To be clear, let’s say my SubGraph is called “SimpleLitSampler”. Usually my main graph will include that one time, but I have a couple of “dual material” style shaders that sample things twice. I’m unable to have one “SimpleLitSampler” in the graph enable the boolean, and the other disable it, because the only way to pass the value to the SubGraph is to expose it on the main graph.
Hi @dgoyette,
I’m curious as to what you’re trying to achieve.
Keywords ultimately generate different shaders, so they can’t be permuted in the middle of one shader execution.
You may want to use dynamic branching based on a boolean instead.
I was trying to replace a bunch of Branch nodes (dynamic branching) with Boolean Keyword nodes, based on best-practices of avoiding “ifs”. I found that I had a number of Branch nodes in a Subgraph, which branched based on a boolean input to the subgraph. I was testing out replacing those “ifs” to see if there was a performance benefit in my shaders. (Spoiler: there wasn’t.)
When I replaced the Branch with a Boolean Keyword, I immediately ran into an issue: What if I have the subgraph in my graph more than once, and I want the Keyword to be ‘true’ in one case, and ‘false’ in another. It seems like that’s not possible using keywords this way.
Ultimately I gave up on this and reverted everything when I discovered that A) It made no difference at all to runtime Graphics performance, and B) All those shader variants ballooned my build times.

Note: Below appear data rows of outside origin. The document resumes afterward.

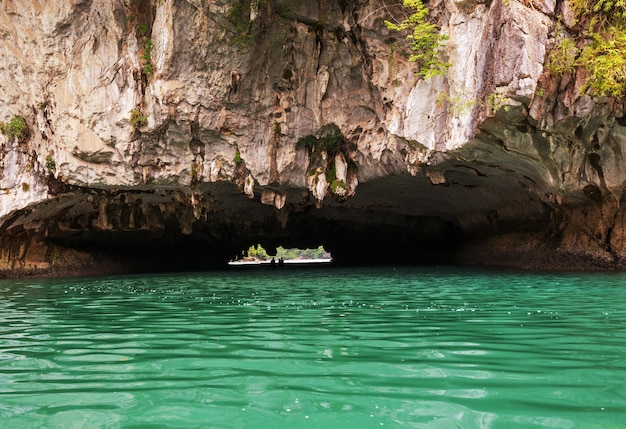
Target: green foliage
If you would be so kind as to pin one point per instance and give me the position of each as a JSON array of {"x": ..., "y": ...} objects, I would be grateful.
[
  {"x": 605, "y": 61},
  {"x": 138, "y": 119},
  {"x": 50, "y": 164},
  {"x": 147, "y": 68},
  {"x": 336, "y": 185},
  {"x": 600, "y": 12},
  {"x": 15, "y": 129},
  {"x": 425, "y": 40},
  {"x": 495, "y": 101},
  {"x": 604, "y": 55},
  {"x": 257, "y": 252}
]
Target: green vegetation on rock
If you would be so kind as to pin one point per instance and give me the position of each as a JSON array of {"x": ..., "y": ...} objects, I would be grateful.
[
  {"x": 603, "y": 52},
  {"x": 425, "y": 40},
  {"x": 15, "y": 129},
  {"x": 138, "y": 119}
]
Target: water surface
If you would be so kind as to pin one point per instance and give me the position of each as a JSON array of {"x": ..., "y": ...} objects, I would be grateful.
[{"x": 315, "y": 348}]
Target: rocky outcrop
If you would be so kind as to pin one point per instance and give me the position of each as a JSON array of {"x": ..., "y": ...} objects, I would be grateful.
[{"x": 180, "y": 132}]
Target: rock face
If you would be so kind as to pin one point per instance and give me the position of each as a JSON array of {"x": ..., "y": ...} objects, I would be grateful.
[{"x": 173, "y": 133}]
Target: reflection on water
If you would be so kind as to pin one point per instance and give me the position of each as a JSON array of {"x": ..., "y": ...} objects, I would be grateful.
[{"x": 336, "y": 348}]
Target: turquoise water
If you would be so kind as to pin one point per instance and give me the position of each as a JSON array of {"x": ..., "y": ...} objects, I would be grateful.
[{"x": 315, "y": 348}]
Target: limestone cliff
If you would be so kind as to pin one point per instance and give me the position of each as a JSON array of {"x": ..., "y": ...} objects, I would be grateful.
[{"x": 185, "y": 130}]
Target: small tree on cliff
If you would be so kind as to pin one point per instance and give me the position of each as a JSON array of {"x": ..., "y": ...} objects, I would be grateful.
[{"x": 425, "y": 39}]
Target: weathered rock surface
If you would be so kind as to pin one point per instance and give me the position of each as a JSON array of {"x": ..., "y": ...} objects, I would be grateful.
[{"x": 496, "y": 163}]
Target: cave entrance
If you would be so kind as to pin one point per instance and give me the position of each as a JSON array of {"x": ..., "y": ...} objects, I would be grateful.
[{"x": 258, "y": 255}]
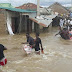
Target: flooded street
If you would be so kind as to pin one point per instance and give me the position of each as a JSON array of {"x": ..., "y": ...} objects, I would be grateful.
[{"x": 57, "y": 57}]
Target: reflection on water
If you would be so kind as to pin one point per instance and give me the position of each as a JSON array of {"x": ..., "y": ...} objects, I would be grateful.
[{"x": 57, "y": 57}]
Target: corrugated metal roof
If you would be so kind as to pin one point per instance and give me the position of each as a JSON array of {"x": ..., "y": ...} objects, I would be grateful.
[
  {"x": 16, "y": 10},
  {"x": 45, "y": 21},
  {"x": 6, "y": 5}
]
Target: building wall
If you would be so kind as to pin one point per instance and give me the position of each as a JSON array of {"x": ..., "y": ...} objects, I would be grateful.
[{"x": 2, "y": 24}]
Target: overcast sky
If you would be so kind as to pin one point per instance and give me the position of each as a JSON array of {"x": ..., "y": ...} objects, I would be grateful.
[{"x": 42, "y": 2}]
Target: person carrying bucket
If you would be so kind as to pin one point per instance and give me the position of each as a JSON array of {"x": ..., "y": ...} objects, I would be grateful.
[
  {"x": 27, "y": 46},
  {"x": 37, "y": 42},
  {"x": 3, "y": 60}
]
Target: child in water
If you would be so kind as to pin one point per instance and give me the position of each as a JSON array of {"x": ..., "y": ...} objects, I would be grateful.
[
  {"x": 3, "y": 60},
  {"x": 37, "y": 42}
]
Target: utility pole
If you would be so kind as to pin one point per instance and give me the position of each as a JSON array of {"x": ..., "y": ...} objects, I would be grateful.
[{"x": 38, "y": 6}]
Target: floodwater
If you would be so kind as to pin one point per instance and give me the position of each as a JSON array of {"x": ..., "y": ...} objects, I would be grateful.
[{"x": 57, "y": 57}]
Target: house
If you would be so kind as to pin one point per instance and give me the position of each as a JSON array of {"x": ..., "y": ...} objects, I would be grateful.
[
  {"x": 17, "y": 20},
  {"x": 41, "y": 22},
  {"x": 28, "y": 6},
  {"x": 56, "y": 7}
]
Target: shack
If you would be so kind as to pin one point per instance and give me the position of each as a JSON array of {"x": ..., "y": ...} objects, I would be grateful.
[{"x": 17, "y": 20}]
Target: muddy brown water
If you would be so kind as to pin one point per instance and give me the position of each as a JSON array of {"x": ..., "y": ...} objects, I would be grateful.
[{"x": 57, "y": 57}]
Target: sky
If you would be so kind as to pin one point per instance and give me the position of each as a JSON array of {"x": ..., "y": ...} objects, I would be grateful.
[{"x": 42, "y": 2}]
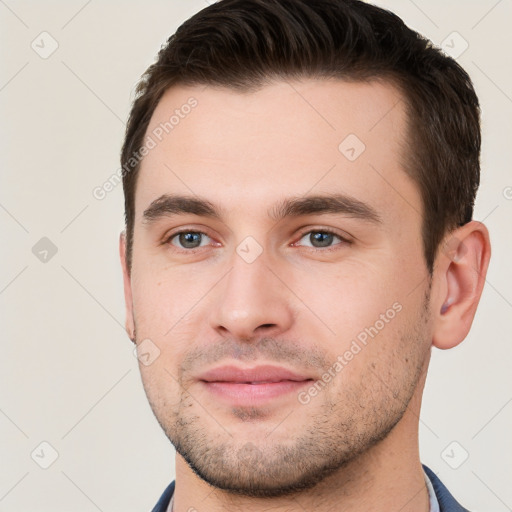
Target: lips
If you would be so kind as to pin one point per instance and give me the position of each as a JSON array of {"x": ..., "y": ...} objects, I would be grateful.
[
  {"x": 259, "y": 375},
  {"x": 252, "y": 387}
]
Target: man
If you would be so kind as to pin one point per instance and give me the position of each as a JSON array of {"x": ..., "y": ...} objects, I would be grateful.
[{"x": 299, "y": 183}]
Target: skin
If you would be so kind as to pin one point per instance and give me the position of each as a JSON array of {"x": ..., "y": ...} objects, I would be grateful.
[{"x": 353, "y": 446}]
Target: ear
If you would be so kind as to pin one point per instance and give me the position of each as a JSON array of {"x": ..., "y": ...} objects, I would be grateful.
[
  {"x": 461, "y": 267},
  {"x": 129, "y": 323}
]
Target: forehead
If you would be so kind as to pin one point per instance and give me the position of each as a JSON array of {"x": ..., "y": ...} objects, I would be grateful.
[{"x": 286, "y": 139}]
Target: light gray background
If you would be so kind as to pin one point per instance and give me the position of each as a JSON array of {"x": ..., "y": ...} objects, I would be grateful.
[{"x": 68, "y": 374}]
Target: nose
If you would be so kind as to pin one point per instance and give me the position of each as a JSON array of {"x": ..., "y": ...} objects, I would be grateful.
[{"x": 251, "y": 301}]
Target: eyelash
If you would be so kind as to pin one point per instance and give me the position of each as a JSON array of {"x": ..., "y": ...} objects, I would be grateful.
[{"x": 343, "y": 240}]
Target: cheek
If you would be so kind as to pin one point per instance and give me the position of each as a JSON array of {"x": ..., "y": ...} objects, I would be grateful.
[{"x": 349, "y": 299}]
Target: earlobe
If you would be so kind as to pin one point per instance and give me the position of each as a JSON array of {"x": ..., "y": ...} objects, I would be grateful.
[
  {"x": 129, "y": 323},
  {"x": 461, "y": 267}
]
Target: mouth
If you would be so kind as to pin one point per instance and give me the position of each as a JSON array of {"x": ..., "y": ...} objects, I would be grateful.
[{"x": 253, "y": 386}]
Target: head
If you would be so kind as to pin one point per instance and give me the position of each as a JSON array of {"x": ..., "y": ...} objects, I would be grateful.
[{"x": 310, "y": 206}]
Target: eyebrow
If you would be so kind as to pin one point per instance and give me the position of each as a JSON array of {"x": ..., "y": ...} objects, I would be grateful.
[{"x": 169, "y": 205}]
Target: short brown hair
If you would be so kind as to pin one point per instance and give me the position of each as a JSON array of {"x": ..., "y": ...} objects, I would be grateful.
[{"x": 245, "y": 44}]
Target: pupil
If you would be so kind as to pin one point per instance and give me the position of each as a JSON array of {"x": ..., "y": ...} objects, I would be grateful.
[
  {"x": 320, "y": 239},
  {"x": 190, "y": 240}
]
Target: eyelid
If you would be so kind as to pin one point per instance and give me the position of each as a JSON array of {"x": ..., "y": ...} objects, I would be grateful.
[
  {"x": 344, "y": 237},
  {"x": 167, "y": 238}
]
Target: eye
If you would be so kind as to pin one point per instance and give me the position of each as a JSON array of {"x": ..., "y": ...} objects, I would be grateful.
[
  {"x": 319, "y": 239},
  {"x": 189, "y": 239}
]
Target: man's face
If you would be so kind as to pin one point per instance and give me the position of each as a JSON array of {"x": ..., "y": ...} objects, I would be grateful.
[{"x": 335, "y": 292}]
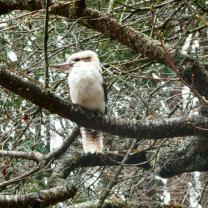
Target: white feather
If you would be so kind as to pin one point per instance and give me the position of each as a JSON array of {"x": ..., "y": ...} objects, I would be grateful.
[{"x": 85, "y": 82}]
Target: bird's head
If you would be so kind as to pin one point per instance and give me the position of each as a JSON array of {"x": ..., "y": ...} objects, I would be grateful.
[{"x": 77, "y": 59}]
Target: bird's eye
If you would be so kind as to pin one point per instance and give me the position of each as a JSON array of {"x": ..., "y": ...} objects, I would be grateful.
[{"x": 77, "y": 59}]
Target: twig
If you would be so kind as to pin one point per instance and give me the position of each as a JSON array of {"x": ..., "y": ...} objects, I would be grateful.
[{"x": 113, "y": 181}]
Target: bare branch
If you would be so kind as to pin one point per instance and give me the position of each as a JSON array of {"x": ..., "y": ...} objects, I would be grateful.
[
  {"x": 43, "y": 198},
  {"x": 154, "y": 129}
]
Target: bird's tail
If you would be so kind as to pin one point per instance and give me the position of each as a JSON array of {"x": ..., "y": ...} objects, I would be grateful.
[{"x": 92, "y": 140}]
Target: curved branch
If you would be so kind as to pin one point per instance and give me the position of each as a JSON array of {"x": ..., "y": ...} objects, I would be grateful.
[
  {"x": 36, "y": 156},
  {"x": 153, "y": 129},
  {"x": 103, "y": 159},
  {"x": 43, "y": 198}
]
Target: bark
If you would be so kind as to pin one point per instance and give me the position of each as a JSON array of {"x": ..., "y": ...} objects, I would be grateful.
[
  {"x": 43, "y": 198},
  {"x": 155, "y": 129},
  {"x": 109, "y": 203}
]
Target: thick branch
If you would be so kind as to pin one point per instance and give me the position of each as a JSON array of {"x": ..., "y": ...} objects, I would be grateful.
[
  {"x": 166, "y": 128},
  {"x": 103, "y": 159},
  {"x": 39, "y": 199},
  {"x": 112, "y": 203},
  {"x": 36, "y": 156}
]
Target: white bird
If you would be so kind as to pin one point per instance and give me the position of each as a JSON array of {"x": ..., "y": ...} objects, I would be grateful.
[{"x": 86, "y": 86}]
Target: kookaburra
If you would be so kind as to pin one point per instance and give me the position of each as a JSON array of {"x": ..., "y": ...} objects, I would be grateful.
[{"x": 86, "y": 86}]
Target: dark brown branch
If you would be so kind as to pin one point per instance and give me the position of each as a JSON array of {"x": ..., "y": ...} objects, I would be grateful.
[
  {"x": 36, "y": 156},
  {"x": 113, "y": 202},
  {"x": 155, "y": 129},
  {"x": 134, "y": 39},
  {"x": 103, "y": 159},
  {"x": 43, "y": 198},
  {"x": 46, "y": 159}
]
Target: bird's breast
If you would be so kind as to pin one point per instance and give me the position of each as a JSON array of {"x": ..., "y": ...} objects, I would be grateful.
[{"x": 86, "y": 88}]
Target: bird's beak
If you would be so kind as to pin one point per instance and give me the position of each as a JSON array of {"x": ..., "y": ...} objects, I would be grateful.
[{"x": 63, "y": 66}]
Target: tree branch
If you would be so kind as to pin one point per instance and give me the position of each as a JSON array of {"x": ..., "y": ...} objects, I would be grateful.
[
  {"x": 155, "y": 129},
  {"x": 43, "y": 198}
]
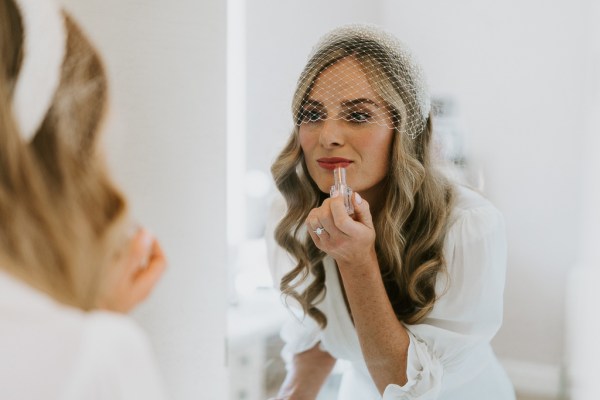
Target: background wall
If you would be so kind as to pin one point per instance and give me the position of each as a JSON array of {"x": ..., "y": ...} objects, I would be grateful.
[
  {"x": 167, "y": 148},
  {"x": 519, "y": 72}
]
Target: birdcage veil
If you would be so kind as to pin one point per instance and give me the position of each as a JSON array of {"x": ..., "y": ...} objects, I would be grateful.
[{"x": 391, "y": 72}]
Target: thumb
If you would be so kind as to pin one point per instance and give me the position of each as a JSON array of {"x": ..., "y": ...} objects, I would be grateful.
[{"x": 362, "y": 212}]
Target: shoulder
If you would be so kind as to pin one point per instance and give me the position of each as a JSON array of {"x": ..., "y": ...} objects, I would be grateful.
[
  {"x": 115, "y": 334},
  {"x": 115, "y": 360},
  {"x": 473, "y": 209},
  {"x": 473, "y": 217}
]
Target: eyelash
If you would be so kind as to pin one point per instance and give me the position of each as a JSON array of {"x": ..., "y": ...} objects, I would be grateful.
[
  {"x": 358, "y": 117},
  {"x": 314, "y": 116},
  {"x": 311, "y": 116}
]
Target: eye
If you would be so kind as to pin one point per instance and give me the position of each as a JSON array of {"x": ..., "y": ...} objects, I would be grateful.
[
  {"x": 358, "y": 116},
  {"x": 312, "y": 115}
]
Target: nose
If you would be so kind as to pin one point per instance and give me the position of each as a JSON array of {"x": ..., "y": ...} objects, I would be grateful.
[{"x": 331, "y": 135}]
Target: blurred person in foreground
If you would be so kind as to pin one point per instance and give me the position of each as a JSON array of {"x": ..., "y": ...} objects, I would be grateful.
[{"x": 72, "y": 262}]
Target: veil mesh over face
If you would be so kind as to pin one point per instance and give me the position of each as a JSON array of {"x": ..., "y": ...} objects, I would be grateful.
[{"x": 401, "y": 100}]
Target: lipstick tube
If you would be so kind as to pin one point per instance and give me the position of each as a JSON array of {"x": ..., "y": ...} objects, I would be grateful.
[{"x": 339, "y": 185}]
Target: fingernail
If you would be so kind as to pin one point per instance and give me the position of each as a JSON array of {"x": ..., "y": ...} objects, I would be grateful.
[{"x": 358, "y": 198}]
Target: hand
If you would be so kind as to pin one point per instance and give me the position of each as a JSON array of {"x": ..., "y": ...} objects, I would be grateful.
[
  {"x": 350, "y": 240},
  {"x": 136, "y": 271}
]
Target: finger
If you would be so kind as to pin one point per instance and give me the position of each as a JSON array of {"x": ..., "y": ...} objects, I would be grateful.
[
  {"x": 339, "y": 215},
  {"x": 146, "y": 278},
  {"x": 362, "y": 212},
  {"x": 140, "y": 250}
]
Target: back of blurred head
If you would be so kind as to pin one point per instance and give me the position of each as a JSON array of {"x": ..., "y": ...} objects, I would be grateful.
[{"x": 62, "y": 221}]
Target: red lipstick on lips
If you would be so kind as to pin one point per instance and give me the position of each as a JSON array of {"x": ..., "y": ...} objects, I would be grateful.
[{"x": 332, "y": 162}]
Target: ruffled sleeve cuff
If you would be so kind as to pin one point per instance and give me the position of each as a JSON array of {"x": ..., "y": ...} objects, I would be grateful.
[{"x": 424, "y": 373}]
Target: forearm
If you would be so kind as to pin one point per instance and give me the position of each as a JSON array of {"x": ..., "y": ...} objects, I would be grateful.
[
  {"x": 309, "y": 371},
  {"x": 384, "y": 340}
]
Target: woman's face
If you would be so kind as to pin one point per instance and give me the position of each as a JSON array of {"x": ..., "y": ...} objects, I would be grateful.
[{"x": 343, "y": 122}]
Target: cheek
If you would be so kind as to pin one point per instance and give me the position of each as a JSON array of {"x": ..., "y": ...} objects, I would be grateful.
[
  {"x": 379, "y": 154},
  {"x": 306, "y": 140}
]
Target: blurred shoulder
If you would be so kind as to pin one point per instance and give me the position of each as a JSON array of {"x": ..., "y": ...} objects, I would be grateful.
[{"x": 473, "y": 214}]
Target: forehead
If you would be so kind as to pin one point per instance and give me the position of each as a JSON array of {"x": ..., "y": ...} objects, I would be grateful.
[{"x": 343, "y": 80}]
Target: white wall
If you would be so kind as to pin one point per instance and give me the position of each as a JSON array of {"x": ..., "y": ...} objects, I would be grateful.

So I’m just going to keep my Branch nodes. Every time branching/ifs coming up in shader performance talks, there’s always alarming suggestion to avoid them, as it’s slow. That’s what motivated this change. But it definitely wasn’t the right choice to replace that behavior with keywords.
Anyway, I’m probably not going to be pursuing this further.
Ah thanks for the details, that’s useful feedback.
In case you haven’t seen it, we have a thread on keywords & branching.
If this is for subgraphs, you may also want to use dropdowns, which makes for static branching, so that one instance can use a value from another. But this is really just when authoring.